The flight reached Tehran Imam Khomeini Airport at about 6 and boy was the landing rough and the runway patched up like a poor man’s quilt. It looked like one of the small town airports in India that has minimal traffic and planes are a rarity, much of it never seemed to have been renovated. Reminded me of how airports must have looked like back in the 80s. Out of the plane, the heat was evident as it rose from every object around me. The bus took us to the building and not a few metres into it, a line began that stretched a mile long and moved at snail’s pace. This was the line for immigration clearly. For those with visa on arrival, there is a separate counter for procuring it and also a separate counter for insurance which too was pretty crowded. Fortunately, i had both and stood in the longer line. After about an hour long wait amidst expats, loud Indian families (must have come for pilgrimage) i handed my passport to the officer who did not even look up to see if my face matched that in the document.
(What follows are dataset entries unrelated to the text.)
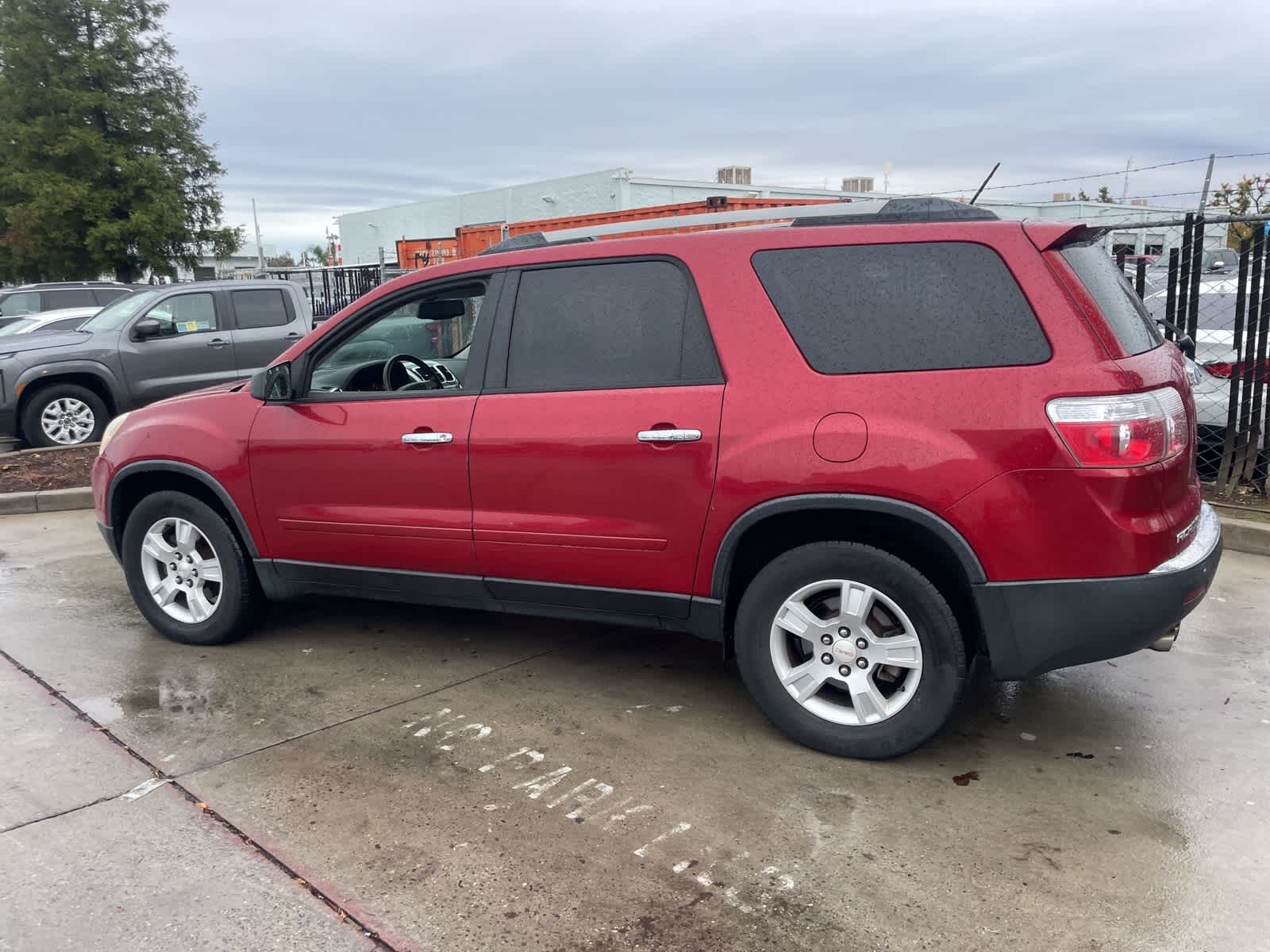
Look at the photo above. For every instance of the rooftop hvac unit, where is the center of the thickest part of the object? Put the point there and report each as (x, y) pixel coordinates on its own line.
(734, 175)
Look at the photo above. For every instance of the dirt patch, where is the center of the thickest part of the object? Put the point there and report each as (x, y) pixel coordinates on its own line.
(55, 469)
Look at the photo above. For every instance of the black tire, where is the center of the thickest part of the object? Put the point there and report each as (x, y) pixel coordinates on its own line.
(35, 435)
(239, 601)
(944, 662)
I was expecting a barrage of questions and had all my docs in the other hand waiting to start my rehearsed speech, but none – it was stamped and handed over. He didn’t even look at my face! I thought the questions might come in later at the customs like the experience in Georgia. I picked up my backpack and walked towards the customs ready to roll it through the conveyor but a cop standing there signaled me to not and let me pass!! Beat that, not a question. After some painful moments of trying to find the currency exchange office, i was guided to the first floor where i exchanged just 100 euros and then took a cab from outside. there are Toyota Camrys and Samands (their car) for 750K and 700K (about 10 usd) respectively to the city (fixed price), i paid the higher price and a plush camry awaited. The ride was over 45 minutes long to the city, thanks to the infamous traffic of Tehran, which surprisingly moves and has much less honking as compared to India’s.
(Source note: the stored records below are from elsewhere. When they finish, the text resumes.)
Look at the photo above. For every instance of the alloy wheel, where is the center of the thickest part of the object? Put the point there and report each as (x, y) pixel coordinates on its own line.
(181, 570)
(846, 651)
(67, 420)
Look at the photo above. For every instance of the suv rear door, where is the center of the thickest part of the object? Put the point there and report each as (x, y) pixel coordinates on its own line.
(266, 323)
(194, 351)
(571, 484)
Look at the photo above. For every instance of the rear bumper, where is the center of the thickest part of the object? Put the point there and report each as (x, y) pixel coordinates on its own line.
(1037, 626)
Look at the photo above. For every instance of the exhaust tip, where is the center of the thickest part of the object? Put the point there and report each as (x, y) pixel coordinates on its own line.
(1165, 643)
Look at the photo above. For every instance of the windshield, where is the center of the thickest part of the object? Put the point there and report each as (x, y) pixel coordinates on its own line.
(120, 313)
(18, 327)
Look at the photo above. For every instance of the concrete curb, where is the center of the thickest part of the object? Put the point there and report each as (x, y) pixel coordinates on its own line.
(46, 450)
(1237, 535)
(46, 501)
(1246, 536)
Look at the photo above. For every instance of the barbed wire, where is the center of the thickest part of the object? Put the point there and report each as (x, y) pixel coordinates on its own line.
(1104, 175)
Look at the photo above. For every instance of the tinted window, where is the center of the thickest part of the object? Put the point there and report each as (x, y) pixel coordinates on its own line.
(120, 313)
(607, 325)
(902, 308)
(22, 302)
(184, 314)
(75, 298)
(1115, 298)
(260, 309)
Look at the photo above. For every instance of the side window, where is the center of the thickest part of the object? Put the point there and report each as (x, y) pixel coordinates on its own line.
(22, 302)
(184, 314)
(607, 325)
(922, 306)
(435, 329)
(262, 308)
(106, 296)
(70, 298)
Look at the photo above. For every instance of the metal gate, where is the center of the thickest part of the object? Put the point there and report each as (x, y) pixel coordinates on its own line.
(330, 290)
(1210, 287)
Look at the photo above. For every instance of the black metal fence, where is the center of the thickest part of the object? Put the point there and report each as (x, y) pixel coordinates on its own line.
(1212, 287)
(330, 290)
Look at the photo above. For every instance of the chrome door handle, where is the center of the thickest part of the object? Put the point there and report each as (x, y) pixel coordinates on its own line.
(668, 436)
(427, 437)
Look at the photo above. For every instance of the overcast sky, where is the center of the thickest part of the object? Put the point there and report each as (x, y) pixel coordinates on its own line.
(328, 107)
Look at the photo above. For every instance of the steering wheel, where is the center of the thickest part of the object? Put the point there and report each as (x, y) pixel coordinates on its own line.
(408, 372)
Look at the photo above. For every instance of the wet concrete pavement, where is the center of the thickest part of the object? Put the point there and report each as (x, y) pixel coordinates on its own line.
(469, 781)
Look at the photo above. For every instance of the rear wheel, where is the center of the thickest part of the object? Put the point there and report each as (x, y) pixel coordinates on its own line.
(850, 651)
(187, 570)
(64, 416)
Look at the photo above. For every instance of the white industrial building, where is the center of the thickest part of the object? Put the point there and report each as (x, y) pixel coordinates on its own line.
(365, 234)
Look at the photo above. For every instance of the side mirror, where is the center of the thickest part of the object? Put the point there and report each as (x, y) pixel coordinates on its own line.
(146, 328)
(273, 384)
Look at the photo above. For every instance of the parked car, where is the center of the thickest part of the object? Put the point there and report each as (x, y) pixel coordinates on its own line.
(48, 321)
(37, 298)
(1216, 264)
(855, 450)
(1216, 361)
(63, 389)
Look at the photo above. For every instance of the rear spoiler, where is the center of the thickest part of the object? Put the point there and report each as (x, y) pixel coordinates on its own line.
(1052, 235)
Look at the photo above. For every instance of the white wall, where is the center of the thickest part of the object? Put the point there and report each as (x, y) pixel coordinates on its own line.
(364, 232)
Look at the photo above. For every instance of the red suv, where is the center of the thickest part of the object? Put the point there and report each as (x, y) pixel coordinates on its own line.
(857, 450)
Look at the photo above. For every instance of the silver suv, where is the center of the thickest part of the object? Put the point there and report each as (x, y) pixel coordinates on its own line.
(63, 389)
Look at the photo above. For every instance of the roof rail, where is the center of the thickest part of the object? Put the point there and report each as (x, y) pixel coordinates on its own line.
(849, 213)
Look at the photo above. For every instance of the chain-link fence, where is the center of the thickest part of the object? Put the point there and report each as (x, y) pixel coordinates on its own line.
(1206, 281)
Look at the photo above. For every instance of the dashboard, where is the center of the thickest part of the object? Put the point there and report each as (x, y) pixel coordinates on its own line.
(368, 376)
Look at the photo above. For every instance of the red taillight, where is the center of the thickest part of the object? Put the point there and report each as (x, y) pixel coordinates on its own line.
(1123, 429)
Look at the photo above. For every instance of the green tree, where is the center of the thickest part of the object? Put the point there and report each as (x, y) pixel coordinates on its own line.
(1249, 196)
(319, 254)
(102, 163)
First impressions, the city and its alleys are overwhelming – the streets, alleys, pavements are very soviet east european, not to forget the grey buildings. I reached the hostel by 8 and the sun was very much awake till then. A brief chat with my host Reza, i rested my bags in the 10 bed male dorm on the ground floor. The room had a kitchen, an Indian-styled toilet, a WC and a shower…pretty well equipped and clean. The hostel has an open area with tables, a shower, refrigerator, kettle and cutlery – nice place to chill and chat with other travelers.
Hunger beckoned and I set out in search of veg food. The area i was staying in at Enghelab Sq was a haven for book lovers, lined with shops through the entire street. Some scouting and i reached a falafel store where i looked into the counter with great anticipation of what veg food in the country looked like. Playing safe, i said ‘yek falafel’ (one falafel) and waited in the makeshift table cramped next to the refrigerator. A footlong falafel greeted me in a few minutes along with a local beverage called Hey Dey. The bread is much harder than what we have in India and they dont even heat it, so prepare to give your jaws some workout. Well, the meal wasn’t too bad a welcome dinner, that too for 40K (1 usd).
My walk back to the hostel was slower as i peered into the closing book shops attempting to spot at least 1 book in English but alas.